Rabbi at Centro Israelita de Bogotá
- Incumbent
- Assumed office 1974

Personal details
- Born: 1945 (age 80–81) Buenos Aires, Argentina
- Spouse: Helen Moghaddam
- Children: Two daughters and a son
- Alma mater: Yeshiva Rabbi Samson Raphael Hirsch, City College of New York
- Occupation: Chief Rabbi of Colombia

= Alfredo Goldschmidt =

Chief Rabbi of Colombia

Alfredo Goldschmidt (אלפרדו גולדשמיט; born August 4, 1945) is the Chief Rabbi (Gran Rabino) of Colombia.

==Early life==
Rabbi Goldschmidt was born in Buenos Aires, Argentina, to German Jewish immigrants, Herman and Else Goldschmidt. He studied in New York at Yeshiva Rabbi Samson Raphael Hirsch while attaining a degree in psychology at City College of New York. He further studied to become a rabbi in the United States, at Yeshivas Ner Yisroel, of Baltimore, between 1962 and 1968. He returned to Argentina as the director of a religious school (Colegio Integral Rabino Iosef Caro) where he served for seven years.

==Colombia==
In 1973 the Jewish community of Bogotá was looking for a rabbi. In February 1974, he became rabbi of Centro Israelita de Bogotá where he continues to serve.
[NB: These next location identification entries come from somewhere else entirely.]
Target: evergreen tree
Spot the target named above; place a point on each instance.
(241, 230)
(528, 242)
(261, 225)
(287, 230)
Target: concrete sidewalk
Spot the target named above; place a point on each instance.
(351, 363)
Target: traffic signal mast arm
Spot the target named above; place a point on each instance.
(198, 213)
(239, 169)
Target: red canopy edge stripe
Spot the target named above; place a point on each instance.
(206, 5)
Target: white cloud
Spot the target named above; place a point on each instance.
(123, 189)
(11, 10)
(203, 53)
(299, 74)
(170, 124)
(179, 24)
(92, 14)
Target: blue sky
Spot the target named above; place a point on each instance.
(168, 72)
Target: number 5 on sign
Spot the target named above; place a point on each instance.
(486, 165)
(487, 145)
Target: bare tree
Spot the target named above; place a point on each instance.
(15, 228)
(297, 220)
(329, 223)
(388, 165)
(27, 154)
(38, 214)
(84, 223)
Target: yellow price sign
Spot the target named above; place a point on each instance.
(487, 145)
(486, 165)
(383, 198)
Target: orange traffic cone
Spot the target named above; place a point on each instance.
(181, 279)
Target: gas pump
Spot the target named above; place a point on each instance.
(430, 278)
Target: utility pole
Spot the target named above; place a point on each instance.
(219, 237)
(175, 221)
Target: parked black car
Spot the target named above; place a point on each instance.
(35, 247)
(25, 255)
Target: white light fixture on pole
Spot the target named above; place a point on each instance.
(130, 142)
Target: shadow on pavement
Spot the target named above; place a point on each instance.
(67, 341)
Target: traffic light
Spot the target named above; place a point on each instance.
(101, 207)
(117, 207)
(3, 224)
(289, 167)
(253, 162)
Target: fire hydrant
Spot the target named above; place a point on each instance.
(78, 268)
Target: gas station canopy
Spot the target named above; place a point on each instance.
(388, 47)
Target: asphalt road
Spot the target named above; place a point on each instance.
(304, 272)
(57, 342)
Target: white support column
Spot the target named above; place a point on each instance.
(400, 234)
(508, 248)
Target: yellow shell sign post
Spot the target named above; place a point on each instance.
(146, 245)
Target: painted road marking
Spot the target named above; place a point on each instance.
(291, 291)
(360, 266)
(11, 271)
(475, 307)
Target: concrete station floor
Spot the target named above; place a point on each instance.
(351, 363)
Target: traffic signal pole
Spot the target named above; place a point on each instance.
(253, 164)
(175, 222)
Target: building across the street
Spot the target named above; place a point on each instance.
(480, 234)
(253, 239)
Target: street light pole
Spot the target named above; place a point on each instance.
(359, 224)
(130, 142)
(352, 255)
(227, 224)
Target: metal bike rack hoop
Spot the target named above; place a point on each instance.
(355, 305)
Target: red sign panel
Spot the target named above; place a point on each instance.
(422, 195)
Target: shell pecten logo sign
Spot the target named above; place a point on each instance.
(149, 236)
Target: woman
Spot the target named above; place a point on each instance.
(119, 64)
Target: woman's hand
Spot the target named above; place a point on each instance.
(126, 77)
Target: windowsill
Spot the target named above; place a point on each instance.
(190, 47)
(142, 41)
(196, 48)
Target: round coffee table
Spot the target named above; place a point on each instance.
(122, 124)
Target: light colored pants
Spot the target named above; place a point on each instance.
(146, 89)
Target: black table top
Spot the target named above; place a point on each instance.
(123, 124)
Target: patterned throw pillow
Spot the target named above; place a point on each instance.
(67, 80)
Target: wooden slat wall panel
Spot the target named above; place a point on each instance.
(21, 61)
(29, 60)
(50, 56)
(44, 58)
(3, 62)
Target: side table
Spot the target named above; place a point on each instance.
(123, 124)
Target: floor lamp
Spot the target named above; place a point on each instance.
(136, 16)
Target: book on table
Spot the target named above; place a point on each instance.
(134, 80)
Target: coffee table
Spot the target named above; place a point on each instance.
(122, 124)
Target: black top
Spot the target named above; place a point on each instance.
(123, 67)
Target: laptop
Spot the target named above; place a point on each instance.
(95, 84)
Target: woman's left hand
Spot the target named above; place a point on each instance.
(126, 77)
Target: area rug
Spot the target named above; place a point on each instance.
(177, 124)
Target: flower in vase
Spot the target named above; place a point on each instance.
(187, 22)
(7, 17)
In 1991 he was officially acknowledged as the Chief Rabbi by the Colombian government.

Goldschmidt has also been an active rabbi at the local Jewish school in Bogota, Colegio Colombo Hebreo. He has been very active with the Colombian youth and has been an integral part of the Zionist youth movement Kinneret.

Since the outset of his tenure, Rabbi Goldschmidt has maintained important interfaith relationships, with religious leaders of all faiths from around Colombia. Rabbi Goldschmidt has also played an integral role in assisting numerous Colombian communities, who have rediscovered their long lost Jewish heritage, return to Judaism and seek conversion.

Goldschmidt is involved in various Kashrut efforts in Colombia. He also teaches numerous Torah classes, and engages in singing and music through the use of his accordion.

==Awards and Recognitions==
Rabbi Goldschmidt was awarded the Prize for Exemplary Educator of the Diaspora, from The World Council of Torah Education in 2021. He received his award in Jerusalem on October 23, 2022, in the presence of Jerusalem's mayor Moshe Lion and Rishon LeZion Sephardic Chief Rabbi of Jerusalem Shlomo Moshe Amar.